I've been searching for a solution for hours, but I can't find anything that helps. I'm having a problem converting a list of tuples into a dictionary. I get this error: 'ValueError: dictionary update sequence element #320 has length 1; 2 is required.' Here is a small example of the list of tuples:

[('Heat_equation', 262), ('Portal:Tertiary_Educatio', 262), ('Help:Wiki_markup_example', 262), ('Quantum_mechanics', 262), ('IB_Language_A:_English_Language_and_Literature_Course_Materia', 261), ('Pulmonary_Plethor', 261)]

This is what I want:

{'Heat_equation': 262, 'Portal:Tertiary_Educatio': 262, 'Help:Wiki_markup_example': 262, 'Quantum_mechanics': 262, 'IB_Language_A:_English_Language_and_Literature_Course_Materia': 261, 'Pulmonary_Plethor': 261}

The length is 2 though right? I'm not sure why I'm getting an error.

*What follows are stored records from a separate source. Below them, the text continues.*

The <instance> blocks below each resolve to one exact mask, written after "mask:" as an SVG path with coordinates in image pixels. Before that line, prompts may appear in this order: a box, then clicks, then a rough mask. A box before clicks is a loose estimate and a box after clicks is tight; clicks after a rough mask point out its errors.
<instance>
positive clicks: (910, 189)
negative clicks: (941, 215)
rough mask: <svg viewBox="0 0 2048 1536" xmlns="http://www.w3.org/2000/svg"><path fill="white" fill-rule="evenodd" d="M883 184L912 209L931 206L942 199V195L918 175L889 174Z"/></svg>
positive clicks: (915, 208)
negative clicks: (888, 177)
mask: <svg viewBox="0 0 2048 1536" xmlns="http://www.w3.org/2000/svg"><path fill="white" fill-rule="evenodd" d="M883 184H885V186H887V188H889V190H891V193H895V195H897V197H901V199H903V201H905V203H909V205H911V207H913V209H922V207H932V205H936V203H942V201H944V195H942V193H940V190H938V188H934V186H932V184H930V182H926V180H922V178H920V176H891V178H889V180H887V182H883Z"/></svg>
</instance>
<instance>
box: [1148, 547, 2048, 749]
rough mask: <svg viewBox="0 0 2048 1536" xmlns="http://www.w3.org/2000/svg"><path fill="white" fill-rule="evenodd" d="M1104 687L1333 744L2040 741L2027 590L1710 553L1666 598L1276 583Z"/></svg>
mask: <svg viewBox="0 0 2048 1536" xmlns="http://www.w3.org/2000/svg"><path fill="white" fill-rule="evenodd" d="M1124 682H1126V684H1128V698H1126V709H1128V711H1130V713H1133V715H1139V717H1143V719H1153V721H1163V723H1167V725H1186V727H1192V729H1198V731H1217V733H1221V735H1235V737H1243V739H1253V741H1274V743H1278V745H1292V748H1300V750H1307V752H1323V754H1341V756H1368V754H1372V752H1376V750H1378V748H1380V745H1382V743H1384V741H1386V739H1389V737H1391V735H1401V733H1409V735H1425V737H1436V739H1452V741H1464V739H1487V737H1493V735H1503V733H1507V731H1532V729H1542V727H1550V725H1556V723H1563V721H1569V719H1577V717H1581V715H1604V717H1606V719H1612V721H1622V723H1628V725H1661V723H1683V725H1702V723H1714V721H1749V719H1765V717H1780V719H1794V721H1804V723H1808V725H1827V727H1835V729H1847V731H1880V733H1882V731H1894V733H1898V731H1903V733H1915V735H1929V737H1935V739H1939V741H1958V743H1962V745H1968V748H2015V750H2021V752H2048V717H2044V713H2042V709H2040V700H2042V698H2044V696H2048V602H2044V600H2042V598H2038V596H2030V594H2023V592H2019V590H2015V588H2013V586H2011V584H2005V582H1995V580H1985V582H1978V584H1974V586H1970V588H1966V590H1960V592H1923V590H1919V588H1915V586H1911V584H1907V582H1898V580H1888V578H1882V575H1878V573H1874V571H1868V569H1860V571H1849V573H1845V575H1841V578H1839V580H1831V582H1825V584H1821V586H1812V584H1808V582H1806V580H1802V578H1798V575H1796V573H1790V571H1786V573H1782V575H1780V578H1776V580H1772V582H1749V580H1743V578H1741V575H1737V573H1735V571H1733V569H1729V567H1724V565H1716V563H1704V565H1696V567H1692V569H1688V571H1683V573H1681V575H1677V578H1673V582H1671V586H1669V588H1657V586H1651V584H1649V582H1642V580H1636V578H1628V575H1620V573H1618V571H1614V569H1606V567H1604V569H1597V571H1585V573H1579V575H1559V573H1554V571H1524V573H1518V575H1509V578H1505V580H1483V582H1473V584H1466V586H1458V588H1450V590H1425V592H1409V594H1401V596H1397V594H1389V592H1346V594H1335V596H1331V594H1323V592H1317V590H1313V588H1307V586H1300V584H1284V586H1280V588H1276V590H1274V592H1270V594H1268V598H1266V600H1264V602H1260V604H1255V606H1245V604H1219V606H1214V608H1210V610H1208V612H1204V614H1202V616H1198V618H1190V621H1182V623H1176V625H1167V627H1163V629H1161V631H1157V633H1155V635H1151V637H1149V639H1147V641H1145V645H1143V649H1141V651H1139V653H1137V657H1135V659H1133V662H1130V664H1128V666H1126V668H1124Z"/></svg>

Here is the function where I'm trying to convert the list of tuples into a dictionary:

import urllib.request
import json
import re


def get_url(url):
    text = urllib.request.urlopen(url).read().decode()
    return text


def get_choice():
    try:
        print("Select from the following options or press <?> to quit:")
        print("1. Display top 1000 articles and views.")
        print("2. Display top 100 learning projects.")
        choice = input()
        choice = int(choice)
        if 1 <= choice <= 2:
            print()
            return choice
    except ValueError:
        if choice == "":
            return None
        print("%s is not a valid choice.\n" % choice)


def display_json(text):
    lst = []
    dictionary = json.loads(text)
    for item in dictionary['items']:
        for article in item['articles']:
            line = (article['article'], article['views'])
            lst.append(line)
        return lst


def convert_dict(lst):
    d = dict()
    [d[t[0]].append(t[1]) if t[0] in (d.keys())
     else d.update({t[0]: [t[1]]}) for t in lst]
    dictionary = {k: v[0] for k, v in d.items()}
    return dictionary


def display_dict(dictionary):
    print(dictionary)


def learning_project(dictionary):
    lst_2 = []
    for key, value in dictionary.items():
        string = str(key)
        match = re.findall(r'([^\/ ]+).*?\w+.*', string)
        match.append(value)
        tup = tuple(match)
        lst_2.append(tup)
    return lst_2


def convert(lst_2):
    p = dict(lst_2)
    print(p)


def main():
    while True:
        url = "https://wikimedia.org/api/rest_v1/metrics/pageviews/top/en.wikiversity/all-access/2018/01/all-days"
        choice = get_choice()
        if choice == None:
            break
        elif choice == 1:
            text = get_url(url)
            lst = display_json(text)
            dictionary = convert_dict(lst)
            display_dict(dictionary)
        elif choice == 2:
            text = get_url(url)
            lst = display_json(text)
            dictionary = convert_dict(lst)
            lst_2 = learning_project(dictionary)
            convert(lst_2)


main()

To explain the learning project function, I had a bigger dictionary I needed to parse. So I turned the key into a string and parsed the key with RegEx. I then appended the value to the key and that created rows of lists. Then I turned the rows of lists into tuples, and created a list of tuples. Now I'm just trying to turn this back into a dictionary, but it is not working. Any help is greatly appreciated!

Answer 1

data = [('Heat_equation', 262), ('Portal:Tertiary_Educatio', 262), 
        ('Help:Wiki_markup_example', 262), ('Quantum_mechanics', 262), 
        ('IB_Language_A:_English_Language_and_Literature_Course_Materia', 261), 
        ('Pulmonary_Plethor', 261)]
mydict = dict(data)

Answer 2

if you are getting errors with p = dict(lst_2) then your input data is not compliant with your requirement. You could make the conversion more robust by ensuring that list elements are always a two entry tuple.

p = dict( (*t,None,None)[:2] for t in lst_2 or [])

This will not fix the data but it may allow you to move forward and perhaps detect the faulty data by finding None key or None values in the resulting dictionary.